This kind of paradox surrounding Darren Aronofsky is clearly not the first time that I have been confronted with it.

I’ve been hearing the worst about this author for years: a pretentious director who doesn’t have much to say; pompous filmmaker who overloads his works with layers of lame symbolism; impostor who thinks he has seen the light when it is always eclipsed by the immensity of his melon… And yet – once again – upon arriving in the room, there was hardly a seat free.

Surprising for someone who has maintained the imposture for almost thirty years now.

Why start there? Why start by saying that, you may wonder?
Well first of all to emphasize the fact that just because an author is annoying doesn’t mean he’s not an author; and it is not because a work exasperates that it says nothing and that it does not explore any avenues.
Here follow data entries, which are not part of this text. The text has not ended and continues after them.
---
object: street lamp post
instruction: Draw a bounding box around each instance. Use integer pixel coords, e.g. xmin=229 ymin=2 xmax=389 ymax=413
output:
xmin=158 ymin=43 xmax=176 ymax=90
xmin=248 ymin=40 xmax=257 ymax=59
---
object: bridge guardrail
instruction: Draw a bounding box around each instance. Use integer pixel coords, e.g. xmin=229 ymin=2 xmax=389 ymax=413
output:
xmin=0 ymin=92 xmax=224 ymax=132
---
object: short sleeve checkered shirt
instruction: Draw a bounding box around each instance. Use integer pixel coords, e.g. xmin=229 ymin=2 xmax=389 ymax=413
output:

Because as far as I am concerned, I have known everything with my friend Darren. He introduced me to paradise with his The Fountain and even his Black Swan . He introduced me to hell with his apocalyptic Noah . And then in the middle of all that, he aroused in me ambivalent feelings to say the least with Pi , Mother ! or even The Wrestler.

That’s why I never miss a Darren Aronofsky film. I never know what I’m going to run into. I don’t know if I’m going to call it formalist genius or mystical deception.
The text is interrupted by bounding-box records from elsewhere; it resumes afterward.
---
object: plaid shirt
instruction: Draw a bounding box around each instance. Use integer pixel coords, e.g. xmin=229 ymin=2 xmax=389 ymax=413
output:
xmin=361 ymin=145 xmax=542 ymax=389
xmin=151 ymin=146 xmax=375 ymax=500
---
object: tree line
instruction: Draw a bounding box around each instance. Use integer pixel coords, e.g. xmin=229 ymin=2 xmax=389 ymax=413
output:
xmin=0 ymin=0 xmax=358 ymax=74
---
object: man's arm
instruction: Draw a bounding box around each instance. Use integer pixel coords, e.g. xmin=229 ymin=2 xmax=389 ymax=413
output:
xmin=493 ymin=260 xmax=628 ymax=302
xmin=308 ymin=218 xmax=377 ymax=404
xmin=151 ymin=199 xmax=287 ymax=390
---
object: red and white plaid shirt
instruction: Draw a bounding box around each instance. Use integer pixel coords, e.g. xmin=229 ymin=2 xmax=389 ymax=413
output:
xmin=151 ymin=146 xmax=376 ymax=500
But at least something is happening. And if I allow myself this long preamble, it is precisely because I felt a little bit of all that in this The Whale .
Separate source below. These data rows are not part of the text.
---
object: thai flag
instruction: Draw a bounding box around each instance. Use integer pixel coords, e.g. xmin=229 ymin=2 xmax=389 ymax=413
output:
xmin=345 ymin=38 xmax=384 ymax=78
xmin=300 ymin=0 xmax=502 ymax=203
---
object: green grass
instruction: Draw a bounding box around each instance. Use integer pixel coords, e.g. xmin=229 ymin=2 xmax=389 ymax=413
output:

The Whale , for me, is really everything that Aronofsky’s cinema can be.
First images that recall the strength of a bold format, thoughtful photography and a deep sense of storytelling through images.

So much is said and asked from the start. Its subject is perfectly embodied as soon as it was named.

The whale. Largest mammal there is. It can have something slender and majestic when it moves in its element, but it quickly displays a repulsive and monstrous appearance as soon as it is stranded on dry sand.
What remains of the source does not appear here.